Mamita, qué fuerte que estás

Bitácora Zeta

Mamita, qué fuerte que estás

Apuro el paso y el muchacho, no conforme con mostrar su trofeo, me saca la lengua no precisamente para hacerme “leru, leru”.

Tengo siete, ocho años. Voy con mi hermana por la avenida Sarmiento hacia la plaza Urquiza para encontrarme con mi papá y mi mamá. Me siento muy adulta yendo casi sola porque hay que cruzar una calle y eso me sabe a responsabilidad. Un chico de pelo cortito está parado en la esquina apoyado en una bici. Tendrá veinte, veinticinco años. Tiene un short blanco deportivo. Me mira un segundo, baja la mano, se corre el short hacia el costado y me muestra su trofeo. Mi hermana, cuatro años más grande que yo, me dice “apurá, vamos” y yo tengo el vago -pero intenso- recuerdo de ese miedo mezclado con incertidumbre y falta de comprensión. Apuro el paso y el muchacho, no conforme con mostrar su trofeo, me saca la lengua no precisamente para hacerme “leru, leru”. La saca y la mueve rápido hacia los costados. Yo no entiendo mucho pero sé que eso no está bueno, sé que no está nada bueno.

Estoy en el último año de primaria. Voy a gimnasia con un short y una remera con el escudo del colegio, medias blancas y zapatillas impecables (vieron que importa mucho cómo una se viste). Estreno corpiño Caro Cuore deportivo (me lo compró mi mamá de pura generosa porque ya “todas usan” y le daba pena). Felices caminamos mi pre adolescencia y yo por la 25. “Chiquita -léase chequeeeetaaa-, lo que te vas a poner cuando crezcas”. Me lo dice un señor (que para mí es un anciano en ese entonces pero debe tener cerca de treinta) de traje y corbata, con una sonrisa de oreja a oreja. Me cuentan y escucho por ahí que esos se conocen como piropos.

Ya soy más grande. Calculo que estoy en la secundaria avanzada o arrancando la facultad. Bajo del bondi y empiezo a caminar hacia mi casa. Semáforo en rojo. Freno antes de cruzar. Un tipo baja la ventanilla de su camioneta y me mira con esa mirada de mierda que sólo nosotras podemos entender. Bajo los ojos hacia el suelo. ¿Y saben qué piropo me dice? Y pido perdón por la grosería -pero es justo y necesario-. “Te bato el flujo con la lengua flaquita hermosa”. Ya soy más grande y no aguanto, y lo sobro con asco y bronca pero no me salen las palabras. “Enojada te la chupo más todavía”. El semáforo da luz verde y el señor se va a la casa, sonriente. Y yo a la mía, pensante.

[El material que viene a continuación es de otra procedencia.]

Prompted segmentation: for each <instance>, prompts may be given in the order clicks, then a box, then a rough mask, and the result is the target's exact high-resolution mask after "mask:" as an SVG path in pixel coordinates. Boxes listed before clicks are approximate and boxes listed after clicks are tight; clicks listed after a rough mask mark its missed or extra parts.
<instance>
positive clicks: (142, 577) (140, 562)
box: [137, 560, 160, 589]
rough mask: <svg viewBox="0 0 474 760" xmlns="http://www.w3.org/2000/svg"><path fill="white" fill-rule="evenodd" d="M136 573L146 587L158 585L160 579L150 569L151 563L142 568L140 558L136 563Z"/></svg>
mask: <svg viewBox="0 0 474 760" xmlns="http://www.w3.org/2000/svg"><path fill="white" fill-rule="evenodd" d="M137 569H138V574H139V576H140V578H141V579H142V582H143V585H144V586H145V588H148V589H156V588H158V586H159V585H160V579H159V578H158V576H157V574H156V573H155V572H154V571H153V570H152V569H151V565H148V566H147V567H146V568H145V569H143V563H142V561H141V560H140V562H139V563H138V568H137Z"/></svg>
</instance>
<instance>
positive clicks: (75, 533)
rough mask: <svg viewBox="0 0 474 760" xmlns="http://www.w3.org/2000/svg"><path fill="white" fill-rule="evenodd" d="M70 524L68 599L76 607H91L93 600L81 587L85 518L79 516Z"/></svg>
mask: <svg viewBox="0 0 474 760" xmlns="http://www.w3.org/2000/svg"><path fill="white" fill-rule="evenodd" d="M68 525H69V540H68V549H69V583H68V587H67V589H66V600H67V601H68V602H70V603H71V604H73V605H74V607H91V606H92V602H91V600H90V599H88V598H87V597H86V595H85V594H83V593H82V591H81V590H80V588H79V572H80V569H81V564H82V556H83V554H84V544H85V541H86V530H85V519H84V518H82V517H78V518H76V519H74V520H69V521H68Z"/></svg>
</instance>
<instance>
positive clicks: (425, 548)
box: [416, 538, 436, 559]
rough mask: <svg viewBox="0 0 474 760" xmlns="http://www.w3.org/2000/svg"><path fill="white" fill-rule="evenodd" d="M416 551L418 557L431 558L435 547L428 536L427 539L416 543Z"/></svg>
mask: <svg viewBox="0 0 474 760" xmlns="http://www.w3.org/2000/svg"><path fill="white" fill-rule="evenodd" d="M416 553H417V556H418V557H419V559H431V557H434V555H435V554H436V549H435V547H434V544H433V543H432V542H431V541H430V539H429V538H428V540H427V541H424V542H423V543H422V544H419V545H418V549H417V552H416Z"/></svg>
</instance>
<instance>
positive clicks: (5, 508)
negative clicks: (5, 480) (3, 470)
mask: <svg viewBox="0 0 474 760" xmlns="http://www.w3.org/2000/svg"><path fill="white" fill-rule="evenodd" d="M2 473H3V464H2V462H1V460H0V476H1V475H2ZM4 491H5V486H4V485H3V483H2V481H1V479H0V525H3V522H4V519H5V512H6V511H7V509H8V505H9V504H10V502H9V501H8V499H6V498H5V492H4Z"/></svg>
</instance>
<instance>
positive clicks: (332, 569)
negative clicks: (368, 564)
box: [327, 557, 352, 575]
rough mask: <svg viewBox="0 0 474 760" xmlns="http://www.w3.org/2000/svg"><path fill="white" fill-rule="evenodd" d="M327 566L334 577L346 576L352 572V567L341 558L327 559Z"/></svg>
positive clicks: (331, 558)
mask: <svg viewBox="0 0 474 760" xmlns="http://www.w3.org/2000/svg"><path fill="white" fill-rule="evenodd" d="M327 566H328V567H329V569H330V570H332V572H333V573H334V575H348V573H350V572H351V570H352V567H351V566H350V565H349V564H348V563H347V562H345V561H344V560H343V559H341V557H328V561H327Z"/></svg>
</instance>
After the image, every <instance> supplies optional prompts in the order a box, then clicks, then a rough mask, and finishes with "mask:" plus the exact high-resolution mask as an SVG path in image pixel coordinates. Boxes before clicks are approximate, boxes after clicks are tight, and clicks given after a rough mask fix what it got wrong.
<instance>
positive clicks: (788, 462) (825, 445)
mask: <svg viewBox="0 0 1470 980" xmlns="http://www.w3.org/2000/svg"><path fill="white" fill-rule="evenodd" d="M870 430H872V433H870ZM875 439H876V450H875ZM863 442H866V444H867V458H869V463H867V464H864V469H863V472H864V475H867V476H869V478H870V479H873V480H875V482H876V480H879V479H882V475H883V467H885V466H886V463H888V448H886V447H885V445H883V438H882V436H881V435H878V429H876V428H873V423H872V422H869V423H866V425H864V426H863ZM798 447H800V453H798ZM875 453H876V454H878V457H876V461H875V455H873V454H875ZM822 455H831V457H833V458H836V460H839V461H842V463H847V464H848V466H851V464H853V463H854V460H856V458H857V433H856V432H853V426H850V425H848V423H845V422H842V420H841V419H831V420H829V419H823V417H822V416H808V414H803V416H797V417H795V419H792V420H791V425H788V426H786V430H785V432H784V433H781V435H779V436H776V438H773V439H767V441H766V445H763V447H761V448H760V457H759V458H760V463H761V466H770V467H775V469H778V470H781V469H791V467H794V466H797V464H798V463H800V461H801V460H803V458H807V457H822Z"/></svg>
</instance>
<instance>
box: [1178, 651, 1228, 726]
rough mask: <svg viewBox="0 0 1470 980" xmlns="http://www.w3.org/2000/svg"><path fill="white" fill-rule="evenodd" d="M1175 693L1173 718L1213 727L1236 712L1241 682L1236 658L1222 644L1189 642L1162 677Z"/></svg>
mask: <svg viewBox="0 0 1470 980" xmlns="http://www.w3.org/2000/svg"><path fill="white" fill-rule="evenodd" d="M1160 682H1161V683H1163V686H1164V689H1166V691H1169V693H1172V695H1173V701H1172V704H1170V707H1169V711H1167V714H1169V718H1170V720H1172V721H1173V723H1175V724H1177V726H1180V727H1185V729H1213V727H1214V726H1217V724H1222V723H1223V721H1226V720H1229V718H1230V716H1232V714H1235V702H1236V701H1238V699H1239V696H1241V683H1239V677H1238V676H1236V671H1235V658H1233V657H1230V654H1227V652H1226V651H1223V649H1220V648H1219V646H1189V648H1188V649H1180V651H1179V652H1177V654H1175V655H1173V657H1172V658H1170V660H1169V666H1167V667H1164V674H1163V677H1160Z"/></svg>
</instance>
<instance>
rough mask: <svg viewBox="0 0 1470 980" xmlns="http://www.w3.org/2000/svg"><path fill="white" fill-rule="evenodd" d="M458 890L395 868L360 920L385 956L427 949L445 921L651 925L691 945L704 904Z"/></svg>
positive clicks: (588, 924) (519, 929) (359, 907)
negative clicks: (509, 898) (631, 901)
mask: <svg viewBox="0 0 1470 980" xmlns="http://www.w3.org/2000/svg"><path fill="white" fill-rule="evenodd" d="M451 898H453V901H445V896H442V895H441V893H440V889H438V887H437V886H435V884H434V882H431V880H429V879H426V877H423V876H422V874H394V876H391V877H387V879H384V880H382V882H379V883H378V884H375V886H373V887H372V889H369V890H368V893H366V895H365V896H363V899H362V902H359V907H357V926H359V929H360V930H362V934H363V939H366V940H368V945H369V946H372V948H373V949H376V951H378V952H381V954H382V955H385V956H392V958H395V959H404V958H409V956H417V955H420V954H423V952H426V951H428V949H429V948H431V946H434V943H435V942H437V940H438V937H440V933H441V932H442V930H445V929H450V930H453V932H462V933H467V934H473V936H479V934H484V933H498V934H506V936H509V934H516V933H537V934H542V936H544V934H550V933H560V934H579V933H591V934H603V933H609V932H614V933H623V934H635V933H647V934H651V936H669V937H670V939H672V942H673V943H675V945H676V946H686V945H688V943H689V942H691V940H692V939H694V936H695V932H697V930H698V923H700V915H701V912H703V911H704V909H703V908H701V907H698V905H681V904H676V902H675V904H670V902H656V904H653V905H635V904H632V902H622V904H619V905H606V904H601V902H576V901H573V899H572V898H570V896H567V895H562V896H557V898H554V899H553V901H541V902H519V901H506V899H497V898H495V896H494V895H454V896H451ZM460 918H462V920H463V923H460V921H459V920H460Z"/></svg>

Otra vez me tocan el culo unos chicos mientras juegan al carnaval con bombuchas de colores entre risas y al compás de “tocale vos, tocale vos”, “tocale el culo vos, Juancho”, “no seas puto, tocale vos, Pepito”. Puras risas. No sé si es Juancho o Pepito pero me lo tocan y salen corriendo divertidísimos. Alguna que otra vez me lo tocan en el boliche pero en parte es mi culpa porque tengo una pollera cortísima, qué pretendo yo…

Podría seguir. Seguro tengo algunas minis historias por año. Seguro todas las tenemos desde que tenemos ¿cinco, seis, siete años? Y mamita y qué fuerte que estás y todo lo que te haría y no sabés cómo te daría y no te das una idea lo que te voy a hacer y te saco todo mami y te pongo todo hermosa y que se la banque por trola y esa puta de mierda que fue infiel y esa otra loca perdida que se acuesta con cualquiera y no llorés así que parecés una nena y no jugués con eso que es de re puto y te meto mano entera porque puedo, porque sos mujer y yo puedo, yo tengo derecho sobre vos.

Tuve suerte hasta ahora: nunca me violaron ni me empalaron ni me mataron. Pero sólo por eso: tuve suerte. No digan que Ni una menos es sólo un slogan vacío, por favor, no lo digan.